If an organization can store all the data it needs on its own servers, it can choose almost any software package or platform to manipulate the data for research purposes. But what happens if the organization isn’t allowed to store the data on its own servers? For example, most people who want to access the full Medicare data must do so within the CMS Virtual Research Data Center (VRDC) using either SAS or Databricks. Similarly, some countries limit their data to servers only accessible within their own country, and some commercial data providers limit access to their own virtual data centers. While this can improve data security and reduce patient privacy risks, it creates logistical challenges for researchers.

The Solution?

The solution is to bring project-specific software code to the data behind the firewall. But how does one write code for a project without touching the actual data? There are at least two options for solving the problem: synthetic data and code-generation software.

Synthetic Data

In theory, researchers can craft their project code against a synthetic, but realistic, copy of the data. This presupposes that someone will create and maintain an accessible, usable, privacy-protecting synthetic dataset for each data source of interest. Even then, working with large, unwieldy data can be a challenge. Imagine working with a synthetic version of the full Medicare data – that isn’t a job for anyone without access to suitable computing resources. All-in-all, synthetic data represents a possible solution, but it isn’t particularly efficient because it still relies on hand-writing code for manipulating potentially large datasets.

Code-Generation Software: Jigsaw

In our opinion, the better option is to use Jigsaw. It may not be obvious, but Jigsaw doesn’t need to touch the actual raw data to do its job. How is that possible? Jigsaw’s job is to write all the SQL queries for creating an analysis-ready dataset from the raw, organized data. As long as the data is organized using a known data model, Jigsaw can write a script containing the required SQL queries. A user can then run the script on a server containing the organized data, and the script can save the analysis-ready data sets on the same server in a location specified by the user.

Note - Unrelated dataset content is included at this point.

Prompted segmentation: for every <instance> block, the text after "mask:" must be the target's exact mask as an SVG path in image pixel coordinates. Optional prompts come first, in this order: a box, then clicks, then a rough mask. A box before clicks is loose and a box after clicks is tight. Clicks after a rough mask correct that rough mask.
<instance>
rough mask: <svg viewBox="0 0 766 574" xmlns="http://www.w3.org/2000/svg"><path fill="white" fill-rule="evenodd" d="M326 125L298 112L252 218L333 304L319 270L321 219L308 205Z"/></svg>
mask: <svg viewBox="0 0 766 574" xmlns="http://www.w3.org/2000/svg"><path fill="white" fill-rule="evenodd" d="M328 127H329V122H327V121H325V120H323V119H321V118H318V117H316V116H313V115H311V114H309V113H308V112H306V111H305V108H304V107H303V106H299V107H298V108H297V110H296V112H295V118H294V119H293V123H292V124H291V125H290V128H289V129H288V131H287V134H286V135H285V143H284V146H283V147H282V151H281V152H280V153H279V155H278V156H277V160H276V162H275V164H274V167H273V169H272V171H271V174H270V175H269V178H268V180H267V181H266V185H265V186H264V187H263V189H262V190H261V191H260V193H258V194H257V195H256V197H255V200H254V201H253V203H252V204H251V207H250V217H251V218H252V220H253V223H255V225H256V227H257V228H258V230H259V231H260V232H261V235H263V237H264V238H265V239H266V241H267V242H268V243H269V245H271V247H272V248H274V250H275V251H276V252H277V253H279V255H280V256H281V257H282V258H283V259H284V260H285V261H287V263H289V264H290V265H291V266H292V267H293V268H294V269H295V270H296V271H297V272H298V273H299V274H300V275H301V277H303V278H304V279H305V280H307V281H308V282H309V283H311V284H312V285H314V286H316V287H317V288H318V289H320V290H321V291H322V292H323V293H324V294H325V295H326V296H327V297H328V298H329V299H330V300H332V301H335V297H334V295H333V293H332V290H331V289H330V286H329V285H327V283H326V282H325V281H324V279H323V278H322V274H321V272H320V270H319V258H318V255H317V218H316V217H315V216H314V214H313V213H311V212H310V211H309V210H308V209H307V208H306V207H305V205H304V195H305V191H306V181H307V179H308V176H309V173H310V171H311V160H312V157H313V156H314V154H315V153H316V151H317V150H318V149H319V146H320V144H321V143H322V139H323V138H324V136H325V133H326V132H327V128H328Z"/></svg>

Because Jigsaw itself can be Cloud-based, researchers can collaborate on the specification of the analysis-ready data from anywhere. The protocol and its algorithms remain publicly available and shareable. As before, all algorithms are explicitly documented in the protocol summary document that can be generated (and also shared).

Or Both?

In some scenarios, it could make sense to use both approaches. One could use Jigaw to create an analysis-ready dataset, and then create a synthetic version for developing the analyses themselves.

Challenges

In order for this work, the data on the server needs to be reorganized into a data model. We strongly prefer the Generalized Data Model because it brings together some of the best ideas of the i2b2 and OMOP/OHDSI data models. By this, we referring to combining the i2b2 idea of storing all clinical information in one central “fact” table combined with the OMOP/OHDSI vocabularies.

Once a transformation to a data model is created, it is relatively easy to share the code for others to transform their raw data into a data model. As of early 2024, we have code for the current SEER-Medicare linked data. Next, we will create the transformation code for the Medicare data on the VRDC. After that, we are open to suggestions.

Conclusion

Working on other data platforms doesn’t have to be challenging. We think Jigsaw can be a powerful tool for working with observational data wherever it is without compromising data security or patient privacy.